Just like that, it was morning. Well, not morning like most people would understand it, but Wongs tended to be morning people. Getting up before everyone else just went naturally with the family’s “Try too hard” issues. In this case, though, everyone was “trying too hard.” If you hustled, you could be over the mountains and across the ferry to Geithner’s Strike by dinner time, and no-one wanted to waste time on the roads. Kieran and John were already up, feeding and tending their horses and getting ready to harness them. Charlotte wandered out to join them, carrying Ginger's cage in one hand so that she could load it onto the buckboard. Ginger would get offended when the horses were fed before her, and then no-one would be able to sleep.

So was something else, though. Something that thought that it was a lot more stealthy than it was. Charlotte tapped her watch, this time to send an alert to her friends, and jumped up on the deck of the buckboard. There was a parcel about the size of a big book, tied up in string, with a “Colonial Mail” stamp, in the place where her umbrella had been tied in yesterday. Charlotte shifted it, and took the familiar handle in her hand, but not to strap it in. 

Casually, Charlotte felt the sword, sensing the power in it, and scanned, out of the corner of her eyes, the forest where it pushed in on the ranch yard from the creek side. Casual, Charlotte reminded herself, like you’re scoping out some hot guy that was maybe looking at you. Which didn't work at all, because every time Charlotte tried to do that, she just ended up blushing like a fireplace. No blushing here, though, because this wasn't a hot boy that was looking at her. This was something entirely more dangerous.


She needed to signal this to someone beside her friends. She shifted her apparent focus on John the Ostler, without taking her actual attention off the woods, and gestured with her eyes towards where the faint noises were coming from.

 John noticed. His own eyes widened. He reached out, and casually touched Kieran, then put his hand lightly on the walnut stock of the shotgun that was holstered beside the front bench of the buckboard, where the driver sat.
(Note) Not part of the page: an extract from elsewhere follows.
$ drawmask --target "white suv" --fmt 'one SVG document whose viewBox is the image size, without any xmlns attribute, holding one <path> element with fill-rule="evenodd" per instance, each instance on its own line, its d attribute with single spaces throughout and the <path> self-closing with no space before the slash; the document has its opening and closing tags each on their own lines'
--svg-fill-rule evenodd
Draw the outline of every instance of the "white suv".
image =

A tawny streak launched itself into the yard. The horses reared, and the harness fell off the back left animal, a chestnut with a white nose blaze and socks on one its back hooves. The shotgun barked, and the animal, huge cat with great fangs, that Charlotte recognised, with a start, as a sabretooth tiger, started, reversing direction so fast it was almost funny. Unfortunately, the chestnut bolted in the other direction. “Damn!” Kieran shouted. “Those things hunt in packs!”
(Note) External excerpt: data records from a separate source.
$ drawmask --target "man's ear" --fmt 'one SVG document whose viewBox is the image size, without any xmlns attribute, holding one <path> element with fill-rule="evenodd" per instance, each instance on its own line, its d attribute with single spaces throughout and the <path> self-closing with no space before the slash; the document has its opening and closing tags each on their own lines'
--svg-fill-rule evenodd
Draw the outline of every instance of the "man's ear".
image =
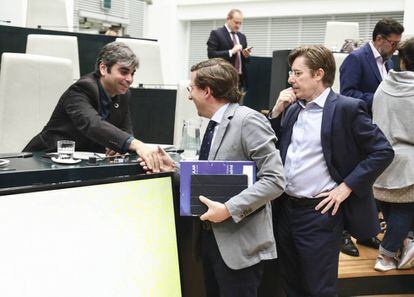
<svg viewBox="0 0 414 297">
<path fill-rule="evenodd" d="M 211 89 L 210 89 L 210 87 L 206 87 L 204 89 L 204 92 L 206 94 L 206 98 L 209 98 L 211 96 Z"/>
<path fill-rule="evenodd" d="M 106 65 L 102 62 L 99 63 L 99 72 L 102 76 L 108 73 Z"/>
<path fill-rule="evenodd" d="M 314 76 L 318 79 L 318 80 L 322 80 L 323 77 L 325 76 L 325 71 L 322 68 L 319 68 L 318 70 L 315 71 Z"/>
</svg>

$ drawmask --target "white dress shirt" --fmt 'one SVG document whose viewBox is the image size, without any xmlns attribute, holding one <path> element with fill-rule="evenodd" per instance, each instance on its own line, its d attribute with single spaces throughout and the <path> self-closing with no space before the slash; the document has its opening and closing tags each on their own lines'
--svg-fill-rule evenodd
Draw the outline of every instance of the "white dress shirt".
<svg viewBox="0 0 414 297">
<path fill-rule="evenodd" d="M 298 198 L 314 198 L 332 190 L 337 183 L 331 178 L 321 145 L 323 107 L 330 88 L 307 103 L 300 101 L 301 111 L 293 126 L 285 160 L 286 193 Z"/>
<path fill-rule="evenodd" d="M 215 121 L 217 123 L 217 125 L 214 127 L 214 133 L 213 133 L 213 139 L 211 140 L 211 146 L 213 146 L 214 139 L 216 138 L 218 127 L 220 126 L 220 122 L 223 119 L 224 113 L 225 113 L 227 107 L 229 107 L 229 105 L 230 105 L 230 103 L 224 104 L 222 107 L 219 108 L 219 110 L 217 110 L 213 114 L 213 116 L 210 119 L 210 120 Z"/>
<path fill-rule="evenodd" d="M 385 61 L 381 57 L 381 54 L 378 52 L 378 50 L 375 48 L 374 43 L 372 41 L 369 42 L 369 46 L 371 47 L 372 53 L 374 54 L 375 61 L 377 62 L 378 70 L 381 74 L 381 78 L 384 79 L 384 77 L 387 75 L 387 68 L 385 67 Z"/>
</svg>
The horse! Charlotte thought. “Don’t worry, I’ve got it,” she yelled, pulling her umbrella out of the straps and discretely throwing the latch on Ginger's cage, before jumping down to the ground. It took all of her restraint not to run out of the yard at full speed, but as soon as the protective screen of the woods was between her and the men, she accelerated. Behind her, she could hear John yell, “Are you crazy, girl?”